There are a couple issues:

  1. You shouldn't be loading OpenCV cascades multiple times a second in draw(). You should do it once in setup() and just call detect() in draw()
  2. OpenCV for Processing seems to override the cascade loaded in the second instance with a cascade loaded in the first instance

If accuracy isn't a huge issue, you can get away with a single cascade: the mouth one. Note that there are options/hints you can use for the detect function which may help the detection. For example you can tell the detector to detect largest object only, give it a hint of the smallest and largest bounding boxes the mouth would have with your setup and how much should the results filtered out.
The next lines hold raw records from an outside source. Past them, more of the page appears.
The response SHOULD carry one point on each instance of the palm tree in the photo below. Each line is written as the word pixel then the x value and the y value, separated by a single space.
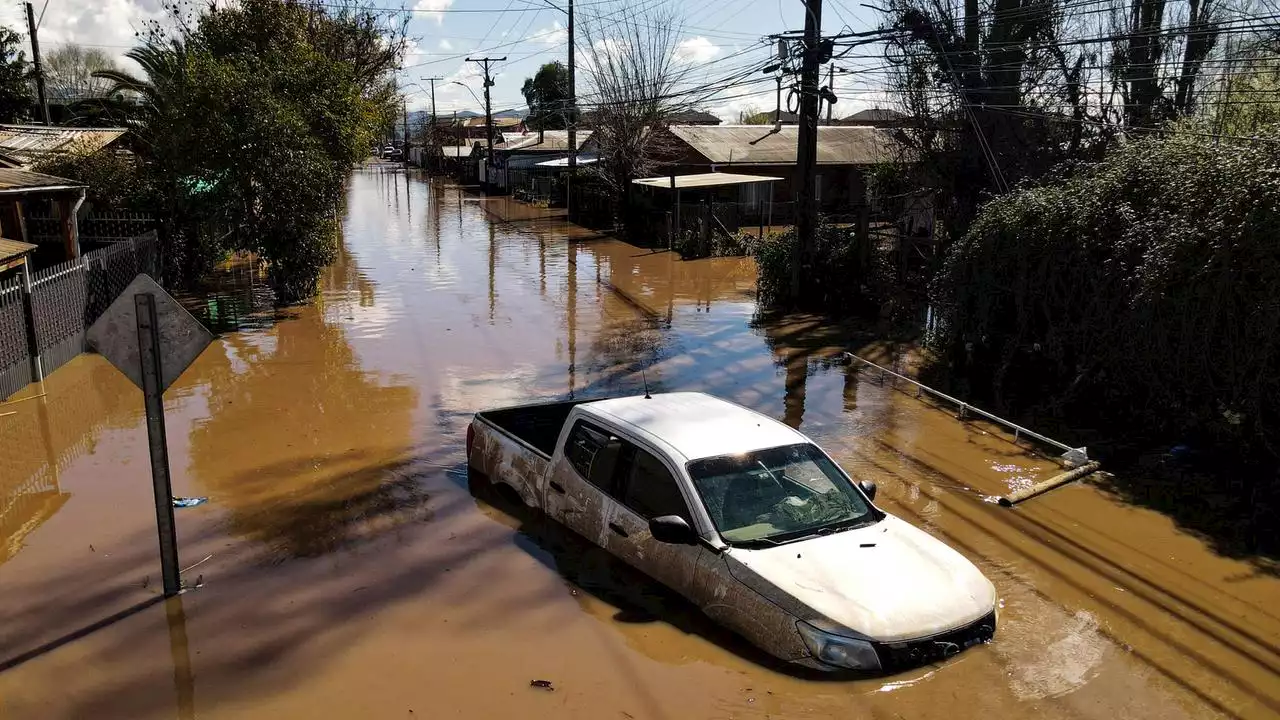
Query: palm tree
pixel 140 100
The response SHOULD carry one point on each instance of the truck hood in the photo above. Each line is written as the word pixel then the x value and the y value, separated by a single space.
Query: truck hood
pixel 887 582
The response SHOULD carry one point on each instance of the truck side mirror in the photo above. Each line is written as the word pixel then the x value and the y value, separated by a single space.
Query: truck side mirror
pixel 869 488
pixel 672 529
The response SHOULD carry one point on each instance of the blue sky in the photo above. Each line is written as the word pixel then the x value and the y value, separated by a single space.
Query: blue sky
pixel 718 39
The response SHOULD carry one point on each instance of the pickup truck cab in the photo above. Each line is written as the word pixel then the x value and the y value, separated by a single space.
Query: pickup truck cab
pixel 745 518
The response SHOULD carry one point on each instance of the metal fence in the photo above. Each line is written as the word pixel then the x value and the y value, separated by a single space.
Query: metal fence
pixel 95 228
pixel 14 356
pixel 64 300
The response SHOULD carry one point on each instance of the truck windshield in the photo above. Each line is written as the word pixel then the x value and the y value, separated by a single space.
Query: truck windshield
pixel 776 495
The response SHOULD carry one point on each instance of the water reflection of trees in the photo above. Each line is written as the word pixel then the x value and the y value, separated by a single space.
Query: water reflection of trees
pixel 305 449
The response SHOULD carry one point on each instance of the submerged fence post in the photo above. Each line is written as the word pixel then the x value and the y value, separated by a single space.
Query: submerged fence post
pixel 152 395
pixel 28 310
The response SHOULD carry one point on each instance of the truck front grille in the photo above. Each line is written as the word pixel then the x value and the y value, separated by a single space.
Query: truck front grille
pixel 913 654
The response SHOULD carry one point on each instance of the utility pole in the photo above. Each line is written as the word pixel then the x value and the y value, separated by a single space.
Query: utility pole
pixel 430 140
pixel 488 109
pixel 831 86
pixel 807 151
pixel 35 58
pixel 572 99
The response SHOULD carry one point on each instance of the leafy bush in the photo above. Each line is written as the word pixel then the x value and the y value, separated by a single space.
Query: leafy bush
pixel 1137 294
pixel 842 279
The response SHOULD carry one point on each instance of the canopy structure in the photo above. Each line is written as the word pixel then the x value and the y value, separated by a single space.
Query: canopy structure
pixel 13 253
pixel 704 186
pixel 563 162
pixel 702 180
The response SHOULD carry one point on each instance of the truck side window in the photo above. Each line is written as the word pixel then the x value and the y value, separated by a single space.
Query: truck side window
pixel 650 490
pixel 593 456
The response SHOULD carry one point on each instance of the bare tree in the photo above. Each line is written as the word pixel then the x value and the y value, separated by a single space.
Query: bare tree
pixel 69 72
pixel 635 78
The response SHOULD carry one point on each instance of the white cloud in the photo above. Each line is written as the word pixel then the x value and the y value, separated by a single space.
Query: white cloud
pixel 554 35
pixel 433 9
pixel 109 24
pixel 696 50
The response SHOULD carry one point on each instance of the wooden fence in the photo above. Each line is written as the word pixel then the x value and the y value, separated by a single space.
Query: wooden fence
pixel 41 331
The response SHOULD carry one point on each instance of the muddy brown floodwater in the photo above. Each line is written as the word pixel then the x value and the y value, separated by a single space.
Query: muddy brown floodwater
pixel 347 569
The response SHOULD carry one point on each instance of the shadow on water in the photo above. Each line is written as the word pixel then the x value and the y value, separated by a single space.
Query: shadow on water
pixel 1212 501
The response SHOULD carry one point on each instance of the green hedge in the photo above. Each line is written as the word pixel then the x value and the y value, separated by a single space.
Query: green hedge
pixel 1141 294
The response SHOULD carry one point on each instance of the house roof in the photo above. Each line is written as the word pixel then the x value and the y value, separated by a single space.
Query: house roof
pixel 12 249
pixel 837 145
pixel 17 182
pixel 497 122
pixel 30 142
pixel 552 140
pixel 702 180
pixel 876 115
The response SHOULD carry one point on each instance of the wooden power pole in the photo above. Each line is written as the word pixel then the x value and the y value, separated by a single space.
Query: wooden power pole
pixel 572 115
pixel 430 140
pixel 807 151
pixel 35 59
pixel 488 109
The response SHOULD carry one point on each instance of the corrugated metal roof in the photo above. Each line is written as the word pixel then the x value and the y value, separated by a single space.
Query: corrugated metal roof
pixel 30 142
pixel 13 181
pixel 837 145
pixel 563 162
pixel 10 249
pixel 703 180
pixel 552 140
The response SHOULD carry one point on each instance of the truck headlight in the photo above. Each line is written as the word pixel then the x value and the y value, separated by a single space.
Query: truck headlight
pixel 839 650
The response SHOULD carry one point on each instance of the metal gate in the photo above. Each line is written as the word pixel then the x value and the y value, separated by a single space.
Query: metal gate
pixel 65 300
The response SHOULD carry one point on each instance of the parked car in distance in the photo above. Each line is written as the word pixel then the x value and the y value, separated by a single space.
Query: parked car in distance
pixel 748 519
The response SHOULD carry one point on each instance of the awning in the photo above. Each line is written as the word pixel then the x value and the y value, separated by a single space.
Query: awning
pixel 13 253
pixel 563 162
pixel 702 180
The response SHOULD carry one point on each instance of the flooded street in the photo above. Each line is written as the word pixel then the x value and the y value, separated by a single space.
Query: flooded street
pixel 348 569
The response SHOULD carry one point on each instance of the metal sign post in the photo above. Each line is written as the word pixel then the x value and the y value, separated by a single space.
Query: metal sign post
pixel 152 395
pixel 151 338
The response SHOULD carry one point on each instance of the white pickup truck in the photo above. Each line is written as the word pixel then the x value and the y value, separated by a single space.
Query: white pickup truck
pixel 748 519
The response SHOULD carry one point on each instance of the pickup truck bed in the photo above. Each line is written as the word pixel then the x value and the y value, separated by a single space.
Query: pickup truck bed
pixel 536 425
pixel 517 443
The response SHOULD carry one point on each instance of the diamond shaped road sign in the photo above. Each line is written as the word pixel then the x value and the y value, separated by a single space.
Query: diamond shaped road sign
pixel 115 335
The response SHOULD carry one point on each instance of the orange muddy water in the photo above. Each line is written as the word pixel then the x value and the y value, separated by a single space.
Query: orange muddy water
pixel 343 566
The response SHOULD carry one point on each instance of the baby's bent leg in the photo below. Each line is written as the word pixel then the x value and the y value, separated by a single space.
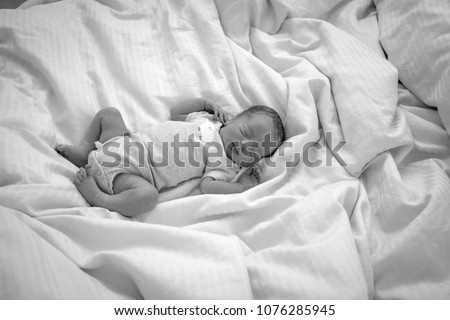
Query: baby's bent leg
pixel 133 194
pixel 107 123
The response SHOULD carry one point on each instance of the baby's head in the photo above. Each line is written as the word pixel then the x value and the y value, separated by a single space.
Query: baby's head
pixel 254 134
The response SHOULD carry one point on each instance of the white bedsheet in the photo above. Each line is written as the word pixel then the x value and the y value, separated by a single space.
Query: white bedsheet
pixel 373 223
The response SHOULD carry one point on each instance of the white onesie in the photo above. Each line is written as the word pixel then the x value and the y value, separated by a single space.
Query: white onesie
pixel 166 154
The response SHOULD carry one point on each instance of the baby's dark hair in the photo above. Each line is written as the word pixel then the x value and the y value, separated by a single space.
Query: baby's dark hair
pixel 272 114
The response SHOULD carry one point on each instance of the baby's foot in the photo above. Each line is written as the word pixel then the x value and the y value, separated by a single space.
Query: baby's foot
pixel 85 183
pixel 76 154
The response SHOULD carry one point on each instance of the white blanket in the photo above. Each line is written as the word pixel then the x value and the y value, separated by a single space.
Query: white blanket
pixel 365 220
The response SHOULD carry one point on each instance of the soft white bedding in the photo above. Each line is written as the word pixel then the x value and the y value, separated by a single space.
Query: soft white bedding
pixel 373 223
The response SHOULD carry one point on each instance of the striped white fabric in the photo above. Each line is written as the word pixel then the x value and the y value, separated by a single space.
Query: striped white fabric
pixel 416 37
pixel 376 227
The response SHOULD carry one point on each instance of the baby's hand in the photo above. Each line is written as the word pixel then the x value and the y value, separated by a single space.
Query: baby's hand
pixel 213 108
pixel 252 177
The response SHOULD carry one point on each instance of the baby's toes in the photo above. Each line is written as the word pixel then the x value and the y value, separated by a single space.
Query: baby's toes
pixel 76 179
pixel 89 170
pixel 83 173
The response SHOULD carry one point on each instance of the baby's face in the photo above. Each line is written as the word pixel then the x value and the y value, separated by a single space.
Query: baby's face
pixel 247 139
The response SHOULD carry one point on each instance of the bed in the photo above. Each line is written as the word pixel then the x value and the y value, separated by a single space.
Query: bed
pixel 356 206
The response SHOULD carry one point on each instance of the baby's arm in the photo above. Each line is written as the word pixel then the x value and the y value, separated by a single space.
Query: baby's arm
pixel 181 111
pixel 248 180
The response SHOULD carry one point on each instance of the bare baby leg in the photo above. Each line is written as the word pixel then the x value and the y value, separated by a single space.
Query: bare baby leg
pixel 133 194
pixel 107 123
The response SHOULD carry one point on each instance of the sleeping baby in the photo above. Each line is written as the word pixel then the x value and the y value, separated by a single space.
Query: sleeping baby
pixel 124 171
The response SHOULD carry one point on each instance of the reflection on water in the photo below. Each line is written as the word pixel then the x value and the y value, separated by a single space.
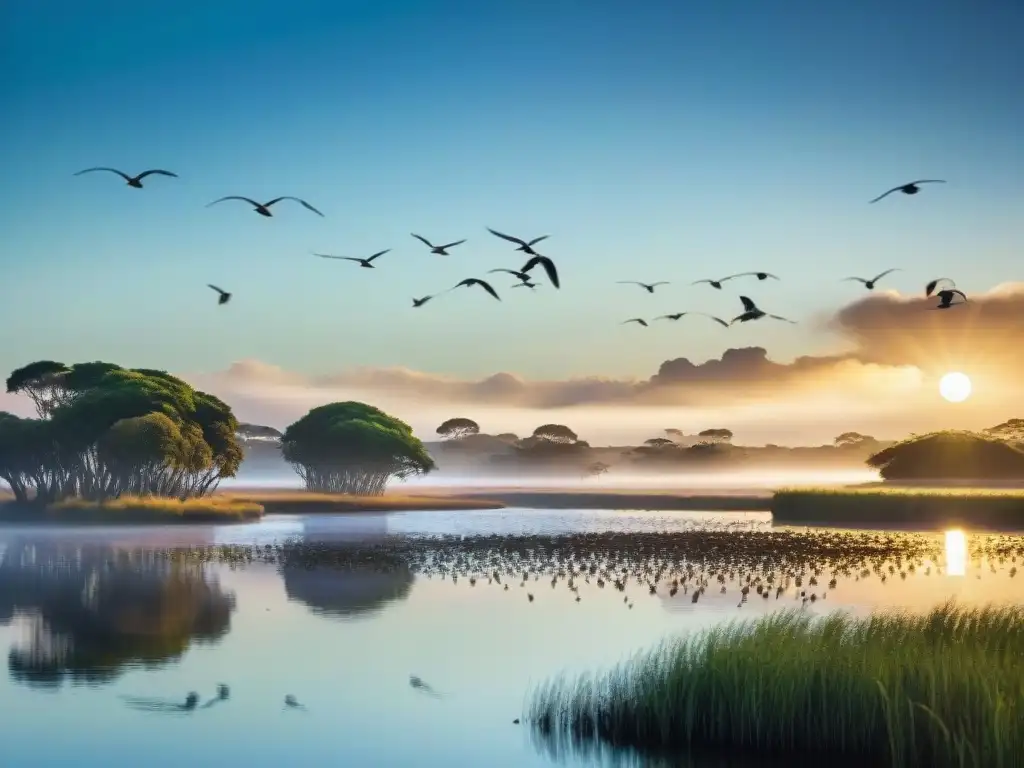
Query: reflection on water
pixel 955 553
pixel 346 591
pixel 88 612
pixel 478 621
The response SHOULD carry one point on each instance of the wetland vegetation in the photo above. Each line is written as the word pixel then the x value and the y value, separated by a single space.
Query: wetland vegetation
pixel 900 506
pixel 945 688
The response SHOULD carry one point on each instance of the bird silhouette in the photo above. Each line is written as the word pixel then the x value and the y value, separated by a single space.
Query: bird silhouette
pixel 751 312
pixel 224 295
pixel 135 181
pixel 648 287
pixel 469 282
pixel 520 275
pixel 365 263
pixel 909 188
pixel 946 298
pixel 525 247
pixel 932 285
pixel 439 250
pixel 869 284
pixel 677 315
pixel 549 267
pixel 263 209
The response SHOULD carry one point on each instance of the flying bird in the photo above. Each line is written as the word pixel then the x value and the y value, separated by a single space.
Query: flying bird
pixel 548 264
pixel 263 209
pixel 224 295
pixel 521 276
pixel 648 287
pixel 135 181
pixel 439 250
pixel 476 282
pixel 909 188
pixel 946 298
pixel 365 263
pixel 523 245
pixel 751 312
pixel 869 284
pixel 677 315
pixel 718 283
pixel 932 285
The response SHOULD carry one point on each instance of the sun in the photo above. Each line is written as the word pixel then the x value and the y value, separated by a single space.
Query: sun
pixel 954 386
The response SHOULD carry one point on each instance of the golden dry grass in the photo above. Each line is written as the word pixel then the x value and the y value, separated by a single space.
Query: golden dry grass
pixel 900 505
pixel 138 509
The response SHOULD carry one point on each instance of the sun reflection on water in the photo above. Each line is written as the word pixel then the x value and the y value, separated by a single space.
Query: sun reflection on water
pixel 955 553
Here's a code sample for the above:

import gab.opencv.*;
import java.awt.Rectangle;
import org.opencv.objdetect.Objdetect;
import processing.video.*;

Capture video;
OpenCV opencv;

//cascade detections parameters - explanations from Mastering OpenCV with Practical Computer Vision Projects
int flags = Objdetect.CASCADE_FIND_BIGGEST_OBJECT;
// Smallest object size.
int minFeatureSize = 20;
int maxFeatureSize = 80;
// How detailed should the search be. Must be larger than 1.0.
float searchScaleFactor = 1.1f;
// How much the detections should be filtered out. This should depend on how bad false detections are to your system.
// minNeighbors=2 means lots of good+bad detections, and minNeighbors=6 means good detections are given but some are missed.
int minNeighbors = 6;

void setup() {
  size(320, 240);
  noFill();
  stroke(0, 192, 0);
  strokeWeight(3);

  video = new Capture(this,width,height);
  video.start();

  opencv  = new OpenCV(this,320,240);
  opencv.loadCascade(OpenCV.CASCADE_MOUTH);
}

void draw() {
  //feed cam image to OpenCV, it turns it to grayscale
  opencv.loadImage(video);
  opencv.equalizeHistogram();
  image(opencv.getOutput(), 0, 0 );

  Rectangle[] mouths = opencv.detect(searchScaleFactor,minNeighbors,flags,minFeatureSize, maxFeatureSize);
  for (int i = 0; i < mouths.length; i++) {
    text(mouths[i].x + "," + mouths[i].y + "," + mouths[i].width + "," + mouths[i].height,mouths[i].x, mouths[i].y);
    rect(mouths[i].x, mouths[i].y, mouths[i].width, mouths[i].height);
  }
}
void captureEvent(Capture c) {
  c.read();
}

Note that facial hair can cause false positives. I have provided more in depth notes in an answer to your previous related question. I recommend focusing on the FaceOSC part as it will be more accurate.